Perhaps the most interesting alternative to cremation is alkaline hydrolysis, also known as “water cremation.” The body is placed in a water-tight chamber, bathed in 95% water and 5% alkaline chemicals like lye. The chamber is then sealed and heated to about 300 degrees for up to 16 hours. When the chamber is drained, all that remains are bones, which are then pulverized (as they are in ordinary cremation) and returned for scattering, burial, or other forms of preservation. There are no harmful emissions or other negative environmental impacts (https://returnhome.com/what-are-the-different-types-of-eco-friendly-burials/).
It is also the case that many universities and hospitals accept body donations for medical science. The body is usually delivered to the donor organization shortly after death. Some of these organizations even maintain body farms. A body farm is a place where bodies can decompose outside in the elements, stripped by animals and birds. Several universities, including the University of Tennessee, Texas State, Southern Illinois University, Colorado Mesa, and the University of South Florida, have body farms studying body decomposition.

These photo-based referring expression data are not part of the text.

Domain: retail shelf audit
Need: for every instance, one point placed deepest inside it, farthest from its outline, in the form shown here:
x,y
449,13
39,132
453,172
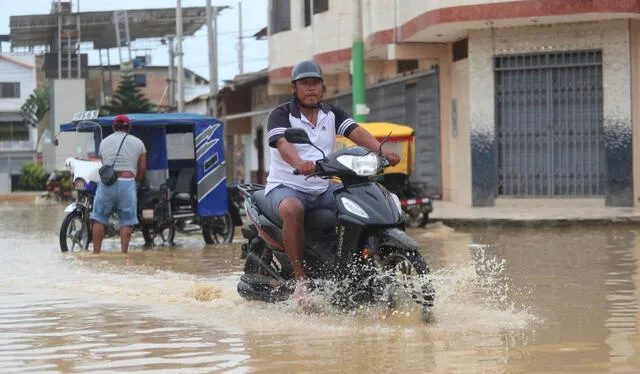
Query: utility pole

Finally, there appears to be no end to how you can manage the ashes or bone fragments that result from many processes of disposition. Of course, you can bury them and keep them in an urn, but you can also have them compressed into a diamond or turned into a vinyl record. You can have them stuffed into fireworks and shot into the sky. You can put them in a concrete container and lower them into the ocean as part of new reef construction. Ashes can be turned into glass paperweights, hourglasses, or golf balls. They can be incorporated into necklaces, rings, pendants, or lockets. They can be mixed in ink to create a tattoo. As the baby boom moves into the final stages of life, we may find more creative ways to manage the disposition of the body and use the ashes.